Os restantes casos mantêm-se nos cuidados primários, aliviando a pressão no Fernando Fonseca. Assim, depois de identificadas, as grávidas podem continuar a receber cuidados nos centros de saúde com maior frequência, tal como desejado e recomendado.
“Uma gravidez sem vigilância poderá aumentar os riscos, a complexidade do parto, as complicações relacionadas com o parto”, argumenta Bárbara Flor de Lima.
Recorrer a horas extra e contratar médicos
O projeto está ainda numa fase inicial, avaliando a melhor forma de se divulgar junto do seu público-alvo, as mulheres sem vigilância completa durante a gravidez. Quando estiver a dar os primeiros passos, uma das tarefas passará também por traçar o perfil destas grávidas que não conseguem um acompanhamento completo no SNS, identificando os principais obstáculos ao acesso - por exemplo, se são mais frequentes entre as grávidas com menores recursos financeiros.
A equipa do “Nascer com Vigilância” está também a identificar os profissionais disponíveis nos cuidados primários da ULS e a definir um percurso a ser seguido pelas utentes, reconhecendo que faltam profissionais no serviço público para dar resposta a todas estas necessidades.
A solução passa, segundo explica à CNN Eduardo Andrade, coordenador da Unidade de Saúde Familiar Ribeiro Sanches, na Amadora, integrada no projeto, pelo recurso a horas extraordinárias, mas também pela contratação de mais profissionais.

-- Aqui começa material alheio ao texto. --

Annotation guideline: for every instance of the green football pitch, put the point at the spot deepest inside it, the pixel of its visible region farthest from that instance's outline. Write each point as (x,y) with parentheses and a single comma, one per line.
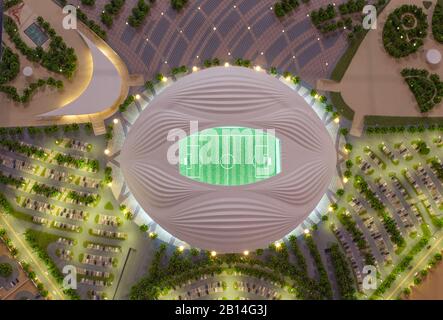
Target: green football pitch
(229,156)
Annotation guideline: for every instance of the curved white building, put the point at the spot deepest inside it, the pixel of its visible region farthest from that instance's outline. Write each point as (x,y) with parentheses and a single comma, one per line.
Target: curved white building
(229,218)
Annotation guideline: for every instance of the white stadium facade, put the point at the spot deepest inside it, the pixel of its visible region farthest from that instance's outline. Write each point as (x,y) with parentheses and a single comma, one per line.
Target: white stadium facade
(229,218)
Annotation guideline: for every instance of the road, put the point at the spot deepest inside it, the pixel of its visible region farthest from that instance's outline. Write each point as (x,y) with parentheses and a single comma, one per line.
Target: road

“Haverá uma abertura para reforçar, no âmbito concreto do projeto, as equipas médicas e de enfermagem”, afirma. Eduardo Andrade admite que, sendo este “um tema muito sensível”, e que após uma abordagem aos colegas que já se encontram a trabalhar, tem sentido abertura e disponibilidade para virem a fazer horas extraordinárias ao abrigo do projeto.
A análise apontava para a necessidade de ter 30 a 40 médicos de família integrados no “Nascer com Vigilância”. Neste momento, foram identificados praticamente 30. E há expectativas de contratação também no médio prazo.
Um olhar de fora
O projeto “Nascer com Vigilância” foi um dos vencedores do Prémio Bolsa do Capital Humano da Associação Portuguesa dos Administradores Hospitalares. Como tal, vai receber o apoio da Nobox, empresa especializada no apoio à inovação e melhoria dos cuidados na área da saúde.
“Neste caso, é possível ter médicos e enfermeiros mais bem organizados. E, por outro lado, reforçar os serviços, com recurso a horas extraordinárias daqueles que trabalham na ULS”, descreve Alberto Abreu da Silva, médico e cofundador da Nobox.
A empresa criada por dois médicos e uma consultora de gestão, diz, “ajuda as equipas clínicas a modernizarem o seu funcionamento, percebe a jornada dos doentes, trabalha em soluções que permitam melhorar os serviços prestados”.
Ou seja, traz um olhar de fora, ajudando a identificar problemas que as próprias equipas (e quem as lidera) nem sempre se apercebem por estarem tão embrenhados naquela realidade.
O desejo de todos é que os resultados obtidos na ULS Amadora/Sintra possam vir a ser replicados noutras geografias do país, onde as dúvidas e inseguranças na hora de ter um bebé são cada vez mais prementes.